Campagne nationale de contrôle des prix, de la qualité, des poids et des mesures des denrées de première nécessité : les directions du ministère de l’Industrie et du Commerce mobilisées sur le terrain pour sensibiliser les commerçants
Sur instruction de la ministre de l’Industrie et du Commerce, Fatima Camara, qui a souhaité apporter une réponse opérationnelle aux attentes du chef de l’État en matière de stabilisation des prix des denrées de première nécessité sur les marchés nationaux, une mission conjointe dudit ministère a procédé au lancement de la campagne nationale de contrôle des prix, de la qualité, des poids et des mesures.

Cette mission regroupe la Direction nationale du commerce intérieur et de la concurrence, l’Office national de contrôle de qualité (ONCQ), la Chambre de commerce, d’industrie et d’artisanat de Guinée (CCIAG) ainsi que l’Institut guinéen de normalisation et de métrologie (IGNM). Le lancement officiel a eu lieu ce mercredi 4 mars 2026 à Conakry, notamment dans les marchés de Madina, Taouyah et Kaporo.
Mohamed Traoré, directeur national du commerce intérieur et de la concurrence, est revenu sur les premières constatations faites sur le terrain.
« Nous avons remarqué, à travers notre visite de ce matin, que la plupart des commerçants sont déjà informés. C’est une très bonne nouvelle et une réelle opportunité pour poursuivre les actions de contrôle. Nous travaillons en étroite collaboration avec les gestionnaires de marchés, les responsables communaux, l’inspection régionale du commerce ainsi que les représentants des consommateurs, afin que chacun s’approprie cette lutte. Un marché stabilisé profite à toute la population. Des prix plafonds ont été fixés, mais nous ne pouvons pas rester dans les bureaux ; il faut aller constater la réalité sur le terrain. C’est un travail régalien. Nous encourageons également la population à utiliser le numéro 142 pour signaler tout abus. C’est souvent le moyen le plus rapide pour nous d’obtenir des informations et de prendre les mesures idoines. »

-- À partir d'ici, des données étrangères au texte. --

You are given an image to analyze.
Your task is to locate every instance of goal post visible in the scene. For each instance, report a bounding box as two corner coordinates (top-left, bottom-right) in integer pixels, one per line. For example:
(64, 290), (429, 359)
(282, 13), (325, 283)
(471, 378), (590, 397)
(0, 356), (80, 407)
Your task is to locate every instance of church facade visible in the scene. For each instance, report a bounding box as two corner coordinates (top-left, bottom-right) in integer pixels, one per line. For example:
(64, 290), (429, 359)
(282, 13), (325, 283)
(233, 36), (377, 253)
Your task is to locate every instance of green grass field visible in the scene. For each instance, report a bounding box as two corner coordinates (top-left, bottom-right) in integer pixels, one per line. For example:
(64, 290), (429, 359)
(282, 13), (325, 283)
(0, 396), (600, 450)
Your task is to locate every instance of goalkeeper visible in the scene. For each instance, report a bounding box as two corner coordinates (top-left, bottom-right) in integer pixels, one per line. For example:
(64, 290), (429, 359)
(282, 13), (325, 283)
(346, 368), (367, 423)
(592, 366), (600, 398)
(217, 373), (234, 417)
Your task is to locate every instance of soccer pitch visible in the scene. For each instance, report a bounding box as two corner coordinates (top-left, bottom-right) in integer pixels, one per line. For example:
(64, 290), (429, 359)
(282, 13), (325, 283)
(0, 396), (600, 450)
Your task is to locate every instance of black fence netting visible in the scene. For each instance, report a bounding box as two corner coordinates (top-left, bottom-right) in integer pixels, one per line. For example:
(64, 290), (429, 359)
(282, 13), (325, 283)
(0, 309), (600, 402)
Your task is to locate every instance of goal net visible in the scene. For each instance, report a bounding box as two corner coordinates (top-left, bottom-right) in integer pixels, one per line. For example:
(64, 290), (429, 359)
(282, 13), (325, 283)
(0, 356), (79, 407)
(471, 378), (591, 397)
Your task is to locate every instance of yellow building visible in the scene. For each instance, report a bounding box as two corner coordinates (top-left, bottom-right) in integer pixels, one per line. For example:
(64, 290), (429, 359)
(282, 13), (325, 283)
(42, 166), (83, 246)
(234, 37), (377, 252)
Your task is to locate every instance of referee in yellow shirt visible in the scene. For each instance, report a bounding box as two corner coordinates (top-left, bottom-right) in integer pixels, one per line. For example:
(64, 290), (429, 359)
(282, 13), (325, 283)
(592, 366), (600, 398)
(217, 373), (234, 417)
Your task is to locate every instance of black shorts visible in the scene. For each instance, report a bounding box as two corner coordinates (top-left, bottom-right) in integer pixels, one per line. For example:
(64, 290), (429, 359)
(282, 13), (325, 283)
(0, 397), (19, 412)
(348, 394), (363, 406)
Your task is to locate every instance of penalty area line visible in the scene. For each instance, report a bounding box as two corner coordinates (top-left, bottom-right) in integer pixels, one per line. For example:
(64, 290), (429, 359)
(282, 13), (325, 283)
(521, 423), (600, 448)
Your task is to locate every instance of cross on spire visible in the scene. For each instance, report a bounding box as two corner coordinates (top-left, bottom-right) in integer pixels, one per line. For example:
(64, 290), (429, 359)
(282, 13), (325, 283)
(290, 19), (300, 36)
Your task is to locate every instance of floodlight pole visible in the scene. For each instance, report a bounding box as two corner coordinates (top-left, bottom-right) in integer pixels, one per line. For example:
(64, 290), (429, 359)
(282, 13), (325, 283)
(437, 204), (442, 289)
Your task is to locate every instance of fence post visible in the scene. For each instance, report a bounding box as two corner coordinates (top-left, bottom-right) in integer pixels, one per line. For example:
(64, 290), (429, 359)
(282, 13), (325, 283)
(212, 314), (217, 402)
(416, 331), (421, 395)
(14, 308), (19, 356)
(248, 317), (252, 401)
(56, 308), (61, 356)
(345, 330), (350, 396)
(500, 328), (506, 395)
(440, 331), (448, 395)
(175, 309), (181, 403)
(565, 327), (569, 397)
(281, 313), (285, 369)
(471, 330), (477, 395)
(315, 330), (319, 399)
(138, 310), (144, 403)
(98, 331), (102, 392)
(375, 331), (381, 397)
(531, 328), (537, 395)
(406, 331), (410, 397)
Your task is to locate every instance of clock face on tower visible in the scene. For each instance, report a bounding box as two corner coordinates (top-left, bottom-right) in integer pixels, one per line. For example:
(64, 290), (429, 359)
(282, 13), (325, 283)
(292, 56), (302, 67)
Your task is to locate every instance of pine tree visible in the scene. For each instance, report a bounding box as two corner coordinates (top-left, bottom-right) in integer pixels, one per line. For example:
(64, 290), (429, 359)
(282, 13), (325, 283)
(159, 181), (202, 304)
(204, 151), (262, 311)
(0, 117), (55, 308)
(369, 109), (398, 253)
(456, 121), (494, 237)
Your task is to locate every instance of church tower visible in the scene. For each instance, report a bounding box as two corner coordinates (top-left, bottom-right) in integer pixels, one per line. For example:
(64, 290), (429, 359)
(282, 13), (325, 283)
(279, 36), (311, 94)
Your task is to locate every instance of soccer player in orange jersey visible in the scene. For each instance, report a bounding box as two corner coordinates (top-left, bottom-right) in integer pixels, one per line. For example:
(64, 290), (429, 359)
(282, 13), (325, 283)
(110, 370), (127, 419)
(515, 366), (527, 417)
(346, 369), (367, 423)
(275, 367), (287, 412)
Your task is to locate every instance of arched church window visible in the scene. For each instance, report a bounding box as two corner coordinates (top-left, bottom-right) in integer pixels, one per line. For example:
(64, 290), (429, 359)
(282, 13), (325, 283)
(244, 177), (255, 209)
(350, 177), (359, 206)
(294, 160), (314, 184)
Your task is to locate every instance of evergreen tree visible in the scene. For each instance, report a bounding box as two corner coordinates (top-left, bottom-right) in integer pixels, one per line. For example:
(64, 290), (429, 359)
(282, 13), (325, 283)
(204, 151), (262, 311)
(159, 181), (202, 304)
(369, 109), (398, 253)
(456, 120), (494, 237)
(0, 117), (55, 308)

Pour sa part, Saïkou Oumar Diallo, président de la chambre de commerce de Matam et représentant du président national, Mamadou Baldé, s’est réjoui des visites effectuées dans les différents marchés et s’est dit satisfait du déroulement de la campagne.

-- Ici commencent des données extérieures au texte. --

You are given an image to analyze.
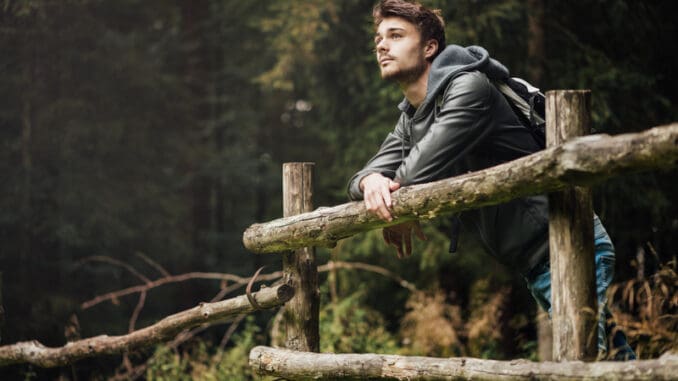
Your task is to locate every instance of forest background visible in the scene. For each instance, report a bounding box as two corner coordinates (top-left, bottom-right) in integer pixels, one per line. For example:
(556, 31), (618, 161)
(0, 0), (678, 380)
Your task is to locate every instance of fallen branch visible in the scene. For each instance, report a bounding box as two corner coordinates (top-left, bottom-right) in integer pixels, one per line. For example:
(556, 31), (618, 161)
(0, 284), (294, 368)
(250, 347), (678, 381)
(243, 123), (678, 253)
(80, 261), (417, 310)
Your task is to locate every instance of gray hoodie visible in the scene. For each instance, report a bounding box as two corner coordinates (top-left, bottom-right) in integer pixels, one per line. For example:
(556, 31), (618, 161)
(348, 45), (548, 274)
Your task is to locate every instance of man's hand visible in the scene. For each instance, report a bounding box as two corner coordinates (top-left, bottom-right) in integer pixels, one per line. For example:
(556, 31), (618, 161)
(382, 221), (426, 259)
(360, 173), (400, 221)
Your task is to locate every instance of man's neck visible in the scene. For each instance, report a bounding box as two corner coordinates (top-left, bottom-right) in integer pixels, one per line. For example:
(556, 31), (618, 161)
(400, 65), (431, 108)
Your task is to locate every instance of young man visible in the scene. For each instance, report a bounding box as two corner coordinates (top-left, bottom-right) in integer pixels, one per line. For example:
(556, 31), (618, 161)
(348, 0), (635, 359)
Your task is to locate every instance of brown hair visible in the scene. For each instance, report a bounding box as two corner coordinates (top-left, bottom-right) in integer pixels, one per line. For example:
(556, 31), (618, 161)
(372, 0), (445, 60)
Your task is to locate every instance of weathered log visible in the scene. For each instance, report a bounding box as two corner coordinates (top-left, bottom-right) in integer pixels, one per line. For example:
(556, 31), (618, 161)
(243, 123), (678, 253)
(546, 90), (598, 361)
(0, 284), (294, 368)
(250, 347), (678, 381)
(283, 163), (320, 352)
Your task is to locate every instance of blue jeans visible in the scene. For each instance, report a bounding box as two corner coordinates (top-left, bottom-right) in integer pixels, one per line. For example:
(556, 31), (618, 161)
(525, 215), (636, 360)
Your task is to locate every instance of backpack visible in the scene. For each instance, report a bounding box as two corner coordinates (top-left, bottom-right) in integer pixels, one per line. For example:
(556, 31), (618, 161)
(494, 77), (546, 149)
(448, 77), (546, 253)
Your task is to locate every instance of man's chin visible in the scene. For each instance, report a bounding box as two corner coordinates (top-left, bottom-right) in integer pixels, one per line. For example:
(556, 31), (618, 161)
(381, 69), (400, 81)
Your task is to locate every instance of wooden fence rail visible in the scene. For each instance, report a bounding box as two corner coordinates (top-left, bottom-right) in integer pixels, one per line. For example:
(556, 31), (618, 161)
(250, 347), (678, 381)
(243, 123), (678, 253)
(0, 284), (294, 368)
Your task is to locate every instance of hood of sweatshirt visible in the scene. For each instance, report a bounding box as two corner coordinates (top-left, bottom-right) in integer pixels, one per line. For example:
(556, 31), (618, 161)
(399, 45), (509, 115)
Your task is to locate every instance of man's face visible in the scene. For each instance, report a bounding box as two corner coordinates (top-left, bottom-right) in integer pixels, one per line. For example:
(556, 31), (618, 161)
(374, 17), (428, 84)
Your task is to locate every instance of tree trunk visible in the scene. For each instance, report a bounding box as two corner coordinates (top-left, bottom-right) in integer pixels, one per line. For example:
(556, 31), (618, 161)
(243, 123), (678, 253)
(250, 347), (678, 381)
(546, 90), (598, 361)
(283, 163), (320, 352)
(0, 284), (294, 368)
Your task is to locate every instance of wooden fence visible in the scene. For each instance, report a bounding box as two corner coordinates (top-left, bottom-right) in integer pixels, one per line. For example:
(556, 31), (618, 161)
(0, 91), (678, 380)
(243, 91), (678, 380)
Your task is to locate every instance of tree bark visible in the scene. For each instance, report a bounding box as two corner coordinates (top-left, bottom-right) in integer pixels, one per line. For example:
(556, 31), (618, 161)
(243, 123), (678, 253)
(250, 347), (678, 381)
(546, 90), (598, 361)
(283, 163), (320, 352)
(0, 284), (294, 368)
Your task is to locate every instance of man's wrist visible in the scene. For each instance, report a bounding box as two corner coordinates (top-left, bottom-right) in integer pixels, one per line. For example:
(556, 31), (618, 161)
(358, 172), (379, 192)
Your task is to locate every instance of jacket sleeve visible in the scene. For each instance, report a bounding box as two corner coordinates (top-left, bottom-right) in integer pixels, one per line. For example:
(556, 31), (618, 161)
(395, 72), (493, 185)
(348, 115), (410, 200)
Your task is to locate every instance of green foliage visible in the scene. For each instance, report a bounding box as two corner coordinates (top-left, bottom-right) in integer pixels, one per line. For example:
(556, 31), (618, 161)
(320, 291), (398, 353)
(0, 0), (678, 379)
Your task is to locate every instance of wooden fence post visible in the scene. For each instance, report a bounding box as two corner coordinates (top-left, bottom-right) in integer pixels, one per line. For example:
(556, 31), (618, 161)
(546, 90), (598, 361)
(283, 163), (320, 352)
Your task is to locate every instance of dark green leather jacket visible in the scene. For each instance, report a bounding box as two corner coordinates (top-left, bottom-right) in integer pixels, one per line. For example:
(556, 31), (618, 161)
(348, 45), (548, 274)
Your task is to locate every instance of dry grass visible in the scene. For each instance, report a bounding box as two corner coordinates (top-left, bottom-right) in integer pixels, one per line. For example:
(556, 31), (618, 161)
(608, 260), (678, 358)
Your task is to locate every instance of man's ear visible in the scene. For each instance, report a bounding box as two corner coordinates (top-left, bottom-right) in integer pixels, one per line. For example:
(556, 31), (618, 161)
(424, 39), (438, 59)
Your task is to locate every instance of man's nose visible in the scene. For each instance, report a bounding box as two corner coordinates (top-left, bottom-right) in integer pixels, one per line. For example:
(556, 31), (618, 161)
(376, 39), (388, 53)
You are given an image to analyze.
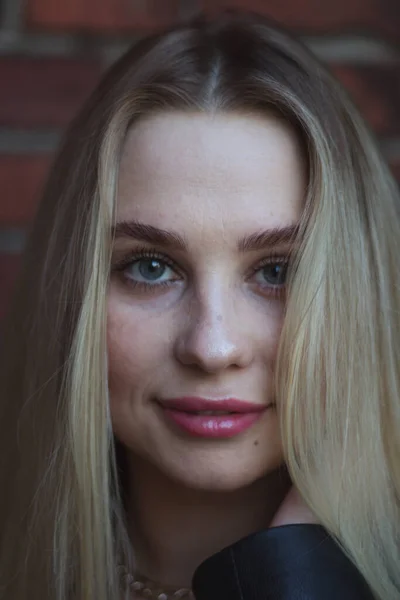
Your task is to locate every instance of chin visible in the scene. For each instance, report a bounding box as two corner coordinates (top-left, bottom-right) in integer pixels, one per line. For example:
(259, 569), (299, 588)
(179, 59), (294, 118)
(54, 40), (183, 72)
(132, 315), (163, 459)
(147, 448), (284, 492)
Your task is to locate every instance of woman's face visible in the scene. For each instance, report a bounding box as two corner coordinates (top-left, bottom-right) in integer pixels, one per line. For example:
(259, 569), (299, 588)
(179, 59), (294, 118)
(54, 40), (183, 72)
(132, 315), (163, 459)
(108, 112), (306, 490)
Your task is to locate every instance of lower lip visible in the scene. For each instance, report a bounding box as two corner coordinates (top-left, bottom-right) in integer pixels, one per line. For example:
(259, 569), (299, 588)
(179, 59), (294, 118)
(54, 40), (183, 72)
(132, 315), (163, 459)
(159, 408), (265, 438)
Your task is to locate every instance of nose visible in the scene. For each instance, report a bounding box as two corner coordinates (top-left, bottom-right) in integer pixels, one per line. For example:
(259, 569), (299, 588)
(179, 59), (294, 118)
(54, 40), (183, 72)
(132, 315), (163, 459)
(175, 292), (253, 373)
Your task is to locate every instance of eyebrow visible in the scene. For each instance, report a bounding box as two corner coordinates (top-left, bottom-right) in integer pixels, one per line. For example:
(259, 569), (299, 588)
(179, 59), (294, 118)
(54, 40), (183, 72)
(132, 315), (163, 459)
(112, 221), (299, 253)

« Vous avez pu constater avec moi que, dans leur grande majorité, les opérateurs économiques respectent les prix protocolaires contenus dans le document que nous avons signé avec l’État. Nous pouvons affirmer avec satisfaction qu’ils ont compris l’importance de cette démarche. Certains proposent même des prix promotionnels à l’occasion du Ramadan, comme cela a été observé sur le terrain. Ces résultats sont également liés aux mesures prises par le président de la République, notamment la diminution de la valeur mercuriale au niveau des douanes et l’allègement de certaines charges portuaires au Port autonome de Conakry, avec la suppression complète des “souri-sarés”. Ces décisions ont eu un impact visible dans les marchés visités », a-t-il déclaré.

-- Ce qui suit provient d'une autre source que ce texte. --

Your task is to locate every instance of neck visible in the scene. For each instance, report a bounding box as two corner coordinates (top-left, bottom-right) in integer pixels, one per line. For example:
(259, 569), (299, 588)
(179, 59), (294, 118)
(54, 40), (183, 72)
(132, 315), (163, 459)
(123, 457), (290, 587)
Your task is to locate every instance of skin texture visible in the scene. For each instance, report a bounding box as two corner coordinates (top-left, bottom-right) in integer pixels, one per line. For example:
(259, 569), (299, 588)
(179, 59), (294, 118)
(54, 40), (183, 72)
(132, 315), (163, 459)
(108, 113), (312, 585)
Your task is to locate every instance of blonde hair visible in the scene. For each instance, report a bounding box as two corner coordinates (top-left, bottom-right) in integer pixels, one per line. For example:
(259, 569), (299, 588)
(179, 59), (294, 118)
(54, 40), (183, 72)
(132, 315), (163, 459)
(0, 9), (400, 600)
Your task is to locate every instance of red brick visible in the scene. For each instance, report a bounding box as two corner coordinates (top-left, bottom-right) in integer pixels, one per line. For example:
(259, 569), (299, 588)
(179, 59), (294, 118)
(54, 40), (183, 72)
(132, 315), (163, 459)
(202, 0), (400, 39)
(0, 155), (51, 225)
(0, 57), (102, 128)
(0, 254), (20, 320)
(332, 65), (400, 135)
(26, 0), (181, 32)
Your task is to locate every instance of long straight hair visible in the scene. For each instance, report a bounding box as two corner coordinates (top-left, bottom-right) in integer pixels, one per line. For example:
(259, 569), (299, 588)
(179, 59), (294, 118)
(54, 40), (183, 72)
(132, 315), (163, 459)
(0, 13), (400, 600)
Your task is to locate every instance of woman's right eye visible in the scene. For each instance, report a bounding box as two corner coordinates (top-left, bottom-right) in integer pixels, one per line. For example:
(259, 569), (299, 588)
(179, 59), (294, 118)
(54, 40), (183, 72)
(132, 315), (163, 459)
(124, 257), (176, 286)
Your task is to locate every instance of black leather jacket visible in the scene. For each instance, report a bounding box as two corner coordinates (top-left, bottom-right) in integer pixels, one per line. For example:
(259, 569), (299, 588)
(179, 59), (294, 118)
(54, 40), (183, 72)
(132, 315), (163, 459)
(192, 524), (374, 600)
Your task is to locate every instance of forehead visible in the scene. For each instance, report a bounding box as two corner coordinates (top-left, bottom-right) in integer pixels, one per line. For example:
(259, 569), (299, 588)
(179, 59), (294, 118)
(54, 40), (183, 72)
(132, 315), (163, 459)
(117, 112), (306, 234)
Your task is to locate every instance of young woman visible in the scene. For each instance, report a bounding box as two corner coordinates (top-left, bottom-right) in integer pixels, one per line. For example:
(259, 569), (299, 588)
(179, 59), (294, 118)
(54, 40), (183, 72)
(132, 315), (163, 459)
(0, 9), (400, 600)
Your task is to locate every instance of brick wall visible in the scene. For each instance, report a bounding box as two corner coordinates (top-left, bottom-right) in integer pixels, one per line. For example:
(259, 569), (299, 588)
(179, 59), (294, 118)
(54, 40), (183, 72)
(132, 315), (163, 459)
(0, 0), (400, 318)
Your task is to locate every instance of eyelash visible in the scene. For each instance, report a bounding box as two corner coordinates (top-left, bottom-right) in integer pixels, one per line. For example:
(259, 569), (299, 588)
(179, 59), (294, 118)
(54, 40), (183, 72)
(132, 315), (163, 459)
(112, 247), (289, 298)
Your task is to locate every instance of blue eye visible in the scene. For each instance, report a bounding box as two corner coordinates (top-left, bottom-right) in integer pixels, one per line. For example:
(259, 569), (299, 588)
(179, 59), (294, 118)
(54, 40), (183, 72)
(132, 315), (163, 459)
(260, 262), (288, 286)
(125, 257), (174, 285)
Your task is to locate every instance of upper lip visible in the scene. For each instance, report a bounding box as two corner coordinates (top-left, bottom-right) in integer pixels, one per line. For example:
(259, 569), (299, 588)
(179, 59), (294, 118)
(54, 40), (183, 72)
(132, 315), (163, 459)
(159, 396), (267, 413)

De son côté, Mohamed Kadiatou Sylla, directeur général de l’Office national de contrôle de qualité, a rappelé les objectifs poursuivis par son institution.
« Cette activité s’inscrit dans le cadre de la campagne nationale d’inspection et de ratissage des produits impropres à la consommation. L’objectif est clair : retirer du marché tous les produits non conformes aux normes en vigueur sur le territoire guinéen. Nous sommes pleinement mobilisés à cet effet. Des agents ont été déployés sur toute l’étendue du territoire national, notamment dans les grandes zones de commerce et de distribution à Conakry, ainsi qu’aux points d’entrée du pays : postes de contrôle frontalier, aéroports, ports et frontières terrestres. Cette campagne a été lancée simultanément à Conakry et dans les 33 préfectures de l’intérieur du pays, avec le même mot d’ordre : travailler avec méthode et professionnalisme », a-t-il conclu.

À travers cette campagne nationale, le ministère de l’Industrie et du Commerce entend renforcer la régulation du marché, protéger le pouvoir d’achat des citoyens et garantir la qualité des produits mis à la disposition des consommateurs. La mobilisation conjointe des services techniques, des acteurs économiques et des consommateurs traduit une volonté commune d’assainir le circuit de distribution et d’instaurer un climat de confiance durable sur l’ensemble du territoire national.